Badwater Basin Salt Flats
Death Valley National Park, California
Covering nearly 200 square miles, Badwater Basin is home to the largest protected body of salt flats in the entire world and at 282 feet below sea level, it’s the lowest point in North America.*
These seemingly endless salt flats are always changing – “The source of Badwater’s salts is Death Valley’s drainage system of 9,000 square miles. Rain falling on distant peaks creates floods that rush ever lower. Along the way, minerals dissolve from rocks and join the flood. Floods come to rest in Badwater Basin, forming temporary lakes. As the water evaporates, minerals concentrate until only the salts remain. After thousands of years, enough salts have washed in to produce layers of salt crust.” (NPS.) Sodium Chloride (table salt), makes up the majority of salts on Badwater Basin, but other evaporative minerals include calcite, gypsum, and borax.
The site also consists of a spring-fed pool where ancient water fills the pool year-round. “Much of it began as Ice Age snow and rain hundreds of miles away in the mountains of central Nevada. The runoff seeped into porous limestone bed-rock and began a long underground flow through a regional aquifer. It emerges in Badwater Basin along the fault line at the mountain’s base. Salts dissolve from old deposits and flow to the surface making the spring water “bad.” A surveyer mapping the area couldn’t get his mule to drink from the pool. He wrote on his map that the spring had “bad water,” and the name stuck.”

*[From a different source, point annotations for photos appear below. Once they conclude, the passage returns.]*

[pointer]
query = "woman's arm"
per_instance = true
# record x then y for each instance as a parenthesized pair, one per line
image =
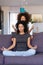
(29, 45)
(11, 47)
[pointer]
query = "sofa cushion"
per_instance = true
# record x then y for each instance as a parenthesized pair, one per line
(25, 60)
(38, 40)
(1, 59)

- The newly formed lakes from floods do not last long because the 1.9 in (48 mm) of average rainfall is overwhelmed by a 150 in (3,800 mm) annual evaporation rate. This is the greatest evaporation potential in the United States, meaning that a 12 ft (3.7 m) lake could dry up in a single year.
- At 14,505 feet, Mount Whitney is the highest point in the contiguous 48 United States, is only 84.6 miles (136 km) to the north west. An elevation difference of 14,787 feet over a relatively short distance.
*Badwater Basin was considered the lowest elevation in the Western Hemisphere until the discovery of Laguna del Carbón in Argentina at −344 ft (−105 m).